No compromise on sin tax revenues - Drilon

By Marvin Sy, The Philippine Star

Posted at Nov 10 2012 08:15 AM | Updated as of Nov 11 2012 08:00 PM

MANILA, Philippines - The Senate is expected to vote on the so-called sin tax bill on Nov. 19 and as far as the sponsor of the measure, Sen. Franklin Drilon, is concerned, there will be no compromise on the minimum P40 billion in expected revenues.

Under the version of the sin tax bill sponsored by Drilon as acting chairman of the ways and means committee, between P40 billion to P45 billion in incremental revenues would be generated with the adjustments in the excise tax rates on tobacco and alcohol products.

This was significantly higher than the P15 billion to P20 billion range of Sen. Ralph Recto in the version he endorsed when he was still chairman of the committee and even the P31 billion expected from the version approved by the House of Representatives.

“P40 billion is the minimum because in the 2013 budget that we will approve before the year ends, the health sector needs an additional P23 billion, particularly for the enrolment in PhilHealth (Philippine Health Insurance Corp.),” Drilon said.

He pointed out that the additional P23-billion budget for the health sector would cover several programs, including the enrollment of five million more poor families in PhilHealth and the rehabilitation and upgrading of state-run hospitals.

“It is the poor who are the ones who go to these hospitals to seek treatment and it is they who are most affected by smoking. So we really need this and it (revenues) cannot be lower than P40 billion,” Drilon said.

Apart from the health sector, Drilon noted that the tobacco farmers would also benefit from the incremental revenues from the sin taxes in the amount of P6 billion.

Drilon pointed out that under Republic Act 7171 or the support for the farmers of Virginia tobacco in the country, 15 percent of the collections from excise taxes on tobacco products would go to the provinces where this particular plant is cultivated.

This, he said, would mean that the tobacco farmers in Northern Luzon would receive P6 billion on top of the P4 billion that they are currently receiving as their share in the excise tax collections.

Under the bill sponsored by Drilon, the low-priced cigarettes would be taxed P14 per pack while the expensive brands would be imposed P28.50 per pack.

By 2016 or three years after the implementation of the law, the rate for all brands would be uniform at P30 per pack.

More than the issue of additional revenues for the government, the sin tax bill has been packaged by the administration as a public health measure.

Health Secretary Enrique Ona expressed his preference for the original bill proposed by the Department of Finance, which was expected to generate around P60 billion in incremental revenues.

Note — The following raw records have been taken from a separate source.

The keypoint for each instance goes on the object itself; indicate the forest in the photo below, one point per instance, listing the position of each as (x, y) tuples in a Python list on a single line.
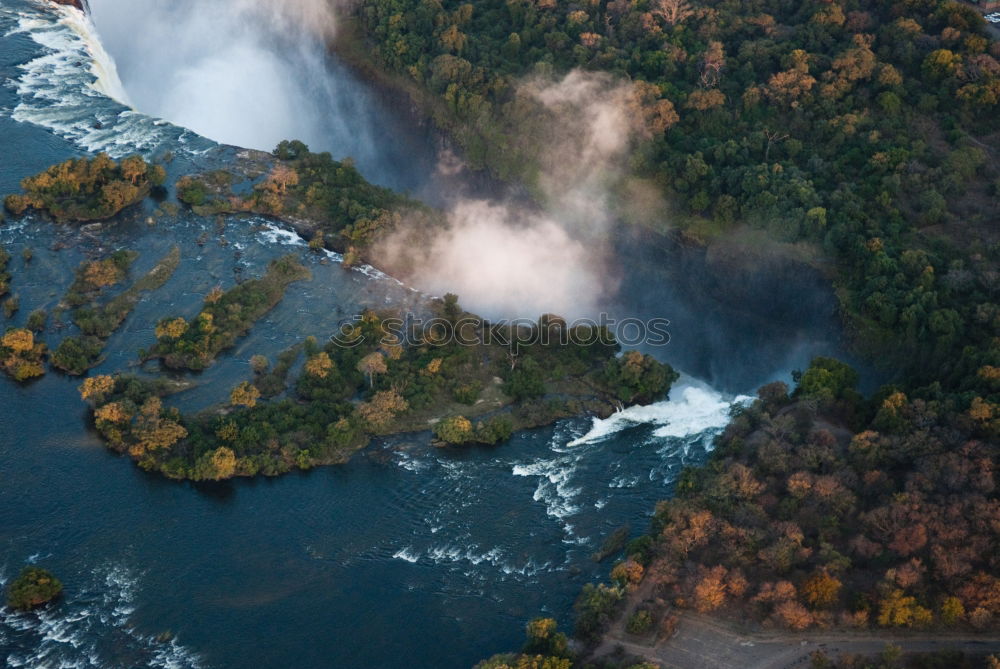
[(225, 316), (87, 189), (326, 200), (371, 380), (862, 128)]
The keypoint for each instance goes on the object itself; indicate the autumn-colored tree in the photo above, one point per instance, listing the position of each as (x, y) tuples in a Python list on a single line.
[(113, 412), (19, 340), (171, 329), (133, 168), (372, 364), (951, 610), (382, 407), (319, 365), (703, 100), (259, 364), (793, 615), (95, 387), (897, 609), (672, 11), (454, 430), (710, 591), (821, 589), (628, 573), (223, 461), (102, 273), (654, 114), (283, 177), (153, 431), (214, 295), (246, 394)]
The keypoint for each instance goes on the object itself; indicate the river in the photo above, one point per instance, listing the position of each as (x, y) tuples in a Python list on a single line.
[(407, 555)]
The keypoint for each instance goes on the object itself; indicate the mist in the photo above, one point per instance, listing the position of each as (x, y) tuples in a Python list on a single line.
[(249, 73), (514, 260)]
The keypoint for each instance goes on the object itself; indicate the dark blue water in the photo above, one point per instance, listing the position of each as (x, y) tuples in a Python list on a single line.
[(408, 555)]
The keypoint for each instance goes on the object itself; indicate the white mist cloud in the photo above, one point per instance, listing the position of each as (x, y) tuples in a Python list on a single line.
[(243, 72), (508, 260)]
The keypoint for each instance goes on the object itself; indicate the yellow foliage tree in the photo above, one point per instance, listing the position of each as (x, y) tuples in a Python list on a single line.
[(382, 408), (102, 273), (223, 462), (113, 412), (19, 340), (173, 329), (821, 589)]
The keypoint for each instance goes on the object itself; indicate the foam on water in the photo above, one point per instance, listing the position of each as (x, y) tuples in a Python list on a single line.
[(90, 628), (472, 556), (697, 409)]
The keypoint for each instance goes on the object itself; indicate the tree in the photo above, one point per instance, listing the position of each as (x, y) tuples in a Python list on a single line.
[(134, 168), (319, 365), (454, 430), (710, 591), (259, 364), (95, 387), (32, 588), (246, 394), (19, 341), (382, 408), (672, 11), (171, 329), (821, 590), (372, 364), (793, 615), (283, 176), (223, 463)]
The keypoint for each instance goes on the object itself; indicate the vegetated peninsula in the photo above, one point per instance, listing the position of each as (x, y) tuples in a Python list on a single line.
[(225, 316), (326, 201), (87, 189), (32, 588), (371, 380), (98, 321)]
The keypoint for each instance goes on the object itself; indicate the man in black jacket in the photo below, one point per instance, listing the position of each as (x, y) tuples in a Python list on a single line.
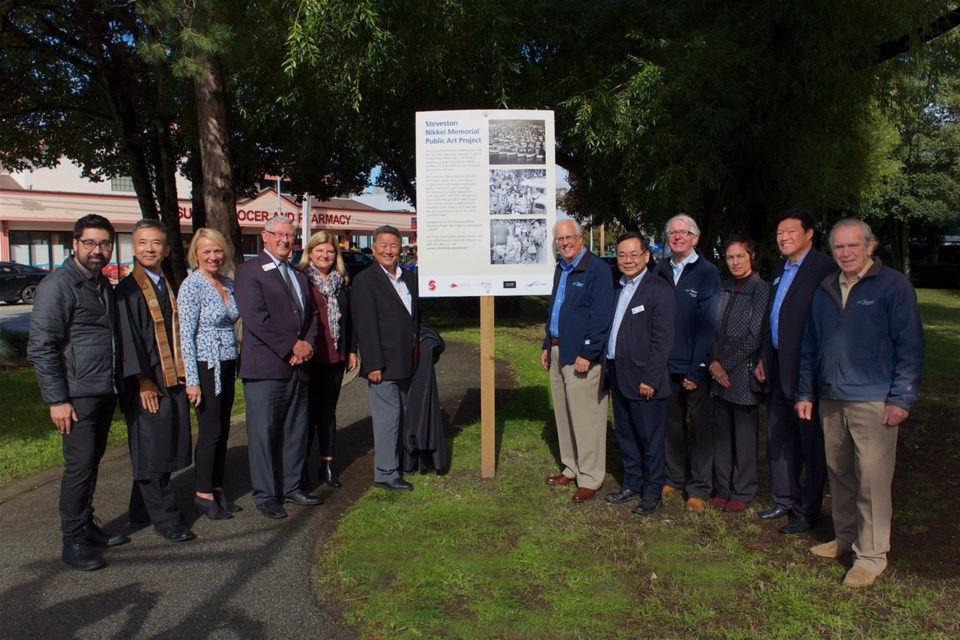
[(71, 329), (795, 451)]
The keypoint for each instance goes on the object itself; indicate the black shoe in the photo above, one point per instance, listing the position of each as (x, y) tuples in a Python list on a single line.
[(176, 533), (97, 537), (272, 509), (225, 504), (303, 499), (211, 509), (773, 513), (329, 475), (797, 524), (624, 495), (397, 484), (647, 506), (81, 556)]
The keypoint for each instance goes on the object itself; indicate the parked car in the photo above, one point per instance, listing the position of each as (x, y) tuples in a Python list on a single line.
[(18, 282)]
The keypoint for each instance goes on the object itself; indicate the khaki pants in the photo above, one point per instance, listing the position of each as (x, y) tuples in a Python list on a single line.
[(580, 409), (861, 456)]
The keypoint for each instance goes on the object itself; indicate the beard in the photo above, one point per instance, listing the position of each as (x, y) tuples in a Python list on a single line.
[(92, 263)]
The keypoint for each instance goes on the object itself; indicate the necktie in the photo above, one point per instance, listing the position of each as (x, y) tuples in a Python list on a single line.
[(293, 292)]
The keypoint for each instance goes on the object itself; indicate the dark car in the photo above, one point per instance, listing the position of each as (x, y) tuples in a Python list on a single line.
[(354, 261), (18, 282)]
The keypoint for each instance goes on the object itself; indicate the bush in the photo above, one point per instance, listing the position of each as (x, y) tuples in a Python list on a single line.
[(935, 275)]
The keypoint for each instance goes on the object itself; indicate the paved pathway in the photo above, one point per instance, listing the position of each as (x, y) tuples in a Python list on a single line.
[(249, 577)]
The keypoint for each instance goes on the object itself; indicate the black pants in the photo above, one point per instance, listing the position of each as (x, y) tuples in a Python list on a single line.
[(325, 381), (213, 417), (153, 500), (694, 471), (735, 449), (83, 448)]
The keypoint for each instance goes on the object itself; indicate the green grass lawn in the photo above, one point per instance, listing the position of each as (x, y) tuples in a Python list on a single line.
[(462, 557)]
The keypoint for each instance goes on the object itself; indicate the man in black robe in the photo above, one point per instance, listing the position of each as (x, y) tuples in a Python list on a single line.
[(153, 396)]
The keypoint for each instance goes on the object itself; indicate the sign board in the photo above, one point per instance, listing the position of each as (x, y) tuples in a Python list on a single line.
[(486, 202)]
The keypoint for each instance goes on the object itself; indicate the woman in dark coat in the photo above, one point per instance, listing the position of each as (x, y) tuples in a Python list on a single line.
[(736, 393), (335, 350)]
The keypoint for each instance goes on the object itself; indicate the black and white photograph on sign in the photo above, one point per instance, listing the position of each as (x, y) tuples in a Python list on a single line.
[(517, 142), (518, 192), (518, 241)]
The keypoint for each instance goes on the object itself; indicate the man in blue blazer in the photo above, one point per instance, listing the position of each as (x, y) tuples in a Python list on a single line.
[(386, 322), (279, 331), (696, 286), (574, 343), (640, 341), (792, 444)]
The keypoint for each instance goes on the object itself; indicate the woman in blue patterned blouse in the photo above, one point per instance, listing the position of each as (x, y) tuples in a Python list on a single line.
[(335, 350), (208, 314)]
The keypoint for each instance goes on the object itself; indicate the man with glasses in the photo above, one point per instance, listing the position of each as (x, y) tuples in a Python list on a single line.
[(696, 287), (279, 331), (153, 394), (386, 321), (798, 468), (73, 349), (574, 345)]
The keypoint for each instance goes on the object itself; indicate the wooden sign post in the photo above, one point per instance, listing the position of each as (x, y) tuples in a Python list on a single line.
[(488, 422)]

Ona argued that the higher the prices of cigarettes, the more lives would be saved so logically, he would want to see a higher rate enacted into law.

However, he said that he could live with the current version in the Senate if only to make a dent on the average 10 cigarette smoking-related deaths in the country.

Ona said that the young people should be prevented from taking up smoking and at the same time, the poor should be discouraged from continuing the habit.